HTS Bioinf - CoNVaDING background data
When to create a new control set
The quality of CoNVaDING CNV calling is highly dependent on the background control data. The background control data set needs to be updated regularly.
The quality of CoNVaDING CNV calling is measured by the parameter SAMPLE_CV
given by CoNVaDING. When mean(SAMPLE_CV) > 0.04
for an EKG-project, the number of false positive results increases.
The value is monitored by EKG. The background data is expected to undergo updates every 3 months.
- EKG will send an email to diagnostic bioinformatics when it is time to update the CoNVaDING background data.
- EKG will determine which samples should be part of the new background data and which samples should be used for validating the new background data. This information will typically be provided in the form of an Excel spreadsheet located in
/ess/p22/data/durable/production/interpretations/communication/EKG communication/Oppdatering av bakgrunnskontroller
.
Note: Keep open communication with EKG to determine the reasoning behind adding projects.

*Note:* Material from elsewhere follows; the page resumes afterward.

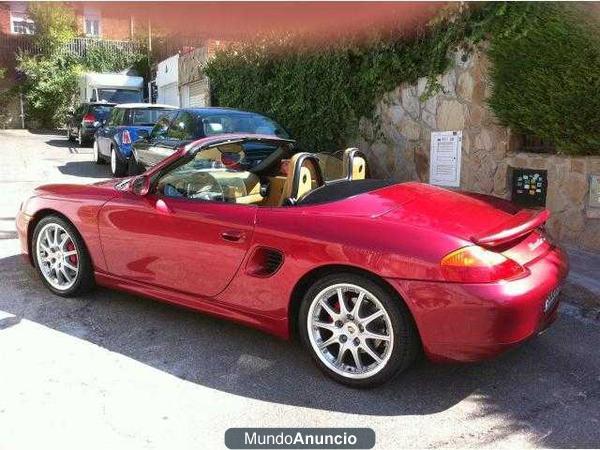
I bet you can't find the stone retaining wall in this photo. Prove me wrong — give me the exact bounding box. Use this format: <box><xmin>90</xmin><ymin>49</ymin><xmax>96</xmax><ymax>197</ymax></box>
<box><xmin>351</xmin><ymin>51</ymin><xmax>600</xmax><ymax>251</ymax></box>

Location of current background control sets
Previous background control sets are stored in the sensitive-db on TSD. Its location at the time of writing is /ess/p22/data/durable/production/reference/sensitive/sensitive-db
. Look in sensitive-db.json
for the entries related to "convading"
.
Creating a new data set
The source code for generating a new background data set is located at /ess/p22/data/durable/development/convading-background-data
. We'll assume this as the current working directory in the following. The version controlled source code is located in the subdirectory convading-background-data
. See the README.md
file there for more detailed information about how the code functions.
-
Update the
config.json
in this directory to contain exactly the same projects as mentioned in the Excel sheet.- Add all relevant projects to
config.json["background-projects"]
. The relevant projects are usually projects with poor CoNVaDING results. Discuss with EKG. - Set
config.json["test"]["projects"]["ignore-projects-before"]
to one year prior to the current date (format YYMMDD). These projects are used to check new background data for good SAMPLE_CV and number of CNVs per project. - Ask EKG for a list of samples with confirmed findings (not control samples) - add these to
config.json["test"]["specific-samples"]
.
- Add all relevant projects to
-
Commit the new
config.json
by running:git add config.json && git commit -m "Update background data YYMMDD"
. -
Generate the new background data. This will take from some hours to a day. Note that default work and output directories are relative to the current directory.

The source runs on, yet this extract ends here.